Arthveda recently launched Arthveda Alpha L50 under a PMS scheme. The same scheme would also, as an Alternate Investment Fund (AIF), target institutional investors at later date. Arthveda Alpha L50 invest¬ment basket is Nifty 50 companies, as Nifty 50 companies are relatively safe with large market cap and represent a larger number of sectors. They also have good liquidity that makes buying and selling easy. But Alpha L50 is not a passive fund as some of the Nifty 50 ETFs are. The big difference is that the Alpha L50 weightage of investment in these companies is not the same as the Nifty 50 weightage. Due to that, returns of the Alpha L50 would not mimic that of Nifty 50. Dr. Vikas Gupta, who is managing the funds and is the man behind this concept, explains, “There are many companies in Nifty 50 that are highly valued. Since weightage in Nifty 50 is based on market cap, fund managers end up buying the over-valued stocks. By launching Alpha L50, we would under-allocate to higher valued companies and assign higher allocations to under-valued companies. By doing this we would create alpha for the investors”. This means Arthveda will take a call, based on its own research, on these companies to decide what weightage needs to be given to each of the companies in the portfolio. But once the portfolio is made up, that portfolio will remain static for the next 12 months. The fund claims that by making the portfolio static for 12 months, the returns will be considered as long term and hence tax-free.

But this is easier said than done. The fund would use its own benchmark to decide which companies are undervalued and which companies are overvalued. Based on the internal research, the call would be made on the weightage. Gupta claims that they have done back testing of their methodology for the last 10 years and claims that in such testing their picks outperformed the Nifty 50 returns quite handsomely. But proof of the concept is one thing, delivery in reality another. Alpha L50 needs to deliver returns that can create alpha for the investors. If the scheme fails to create Alpha, investors will be disappointed. Also, this is the first fund from Arthveda investing in direct equity and hence there is no track record.

First real estate fund
Under Alpha L50, PMS investors have to invest a minimum of Rs25 lakhs, while under AIF it would be minimum Rs1 crore. Bikram Sen, CEO of Arthveda, informs, “Our fund philosophy is value-based investing to generate returns for the investors”.

But this is not the first fund launched by Arthveda. The first fund launched by Arthveda was in 2006-07, which was the first fund in the Indian real estate sector. The fund invested in various real estate projects and claims to have made six exits with IRRS in the range of 20-45 per cent.
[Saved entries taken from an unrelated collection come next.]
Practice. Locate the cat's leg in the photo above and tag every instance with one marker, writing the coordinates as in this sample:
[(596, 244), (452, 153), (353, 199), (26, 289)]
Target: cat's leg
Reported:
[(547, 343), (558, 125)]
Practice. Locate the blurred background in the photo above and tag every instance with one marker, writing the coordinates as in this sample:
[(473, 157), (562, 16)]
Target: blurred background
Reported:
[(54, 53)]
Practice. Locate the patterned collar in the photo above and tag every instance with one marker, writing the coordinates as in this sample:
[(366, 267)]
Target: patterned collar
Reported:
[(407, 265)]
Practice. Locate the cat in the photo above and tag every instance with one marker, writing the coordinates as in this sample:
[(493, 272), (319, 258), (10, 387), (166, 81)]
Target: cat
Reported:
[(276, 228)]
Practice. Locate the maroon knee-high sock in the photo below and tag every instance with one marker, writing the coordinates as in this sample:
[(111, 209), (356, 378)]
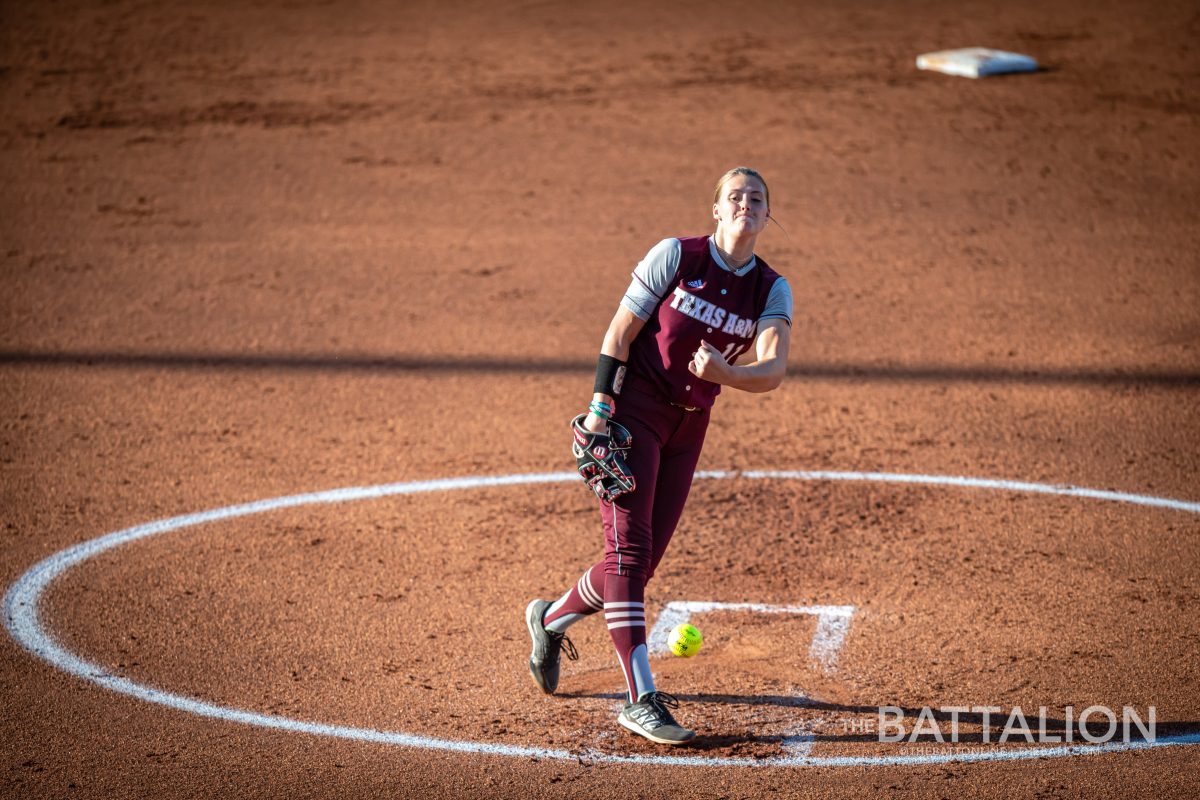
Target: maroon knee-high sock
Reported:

Another fund was launched in FY11-12 called Star Fund, again a real estate fund, where funds have invested in 30-35 projects in Tier II and III cities with a ticket size between Rs5 crore and Rs20 crore.

Another fund is Arthveda Anu (micro-infrastructure projects fund) that recently launched in the current financial year is investing in infra projects through companies’ executing projects in roads, water, sewage and utilities. This fund is looking at ticket sizes of Rs2 crore to Rs20 crore.

With the launch of multiple funds, Arthveda intends to expand its assets under its management corpus. But all the schemes launched by the Arthveda are targeted towards the HNI and Ultra HNIS. It may not be a bad idea if Arthveda targets the retail investors too; that would help to expand the base as well as the corpus.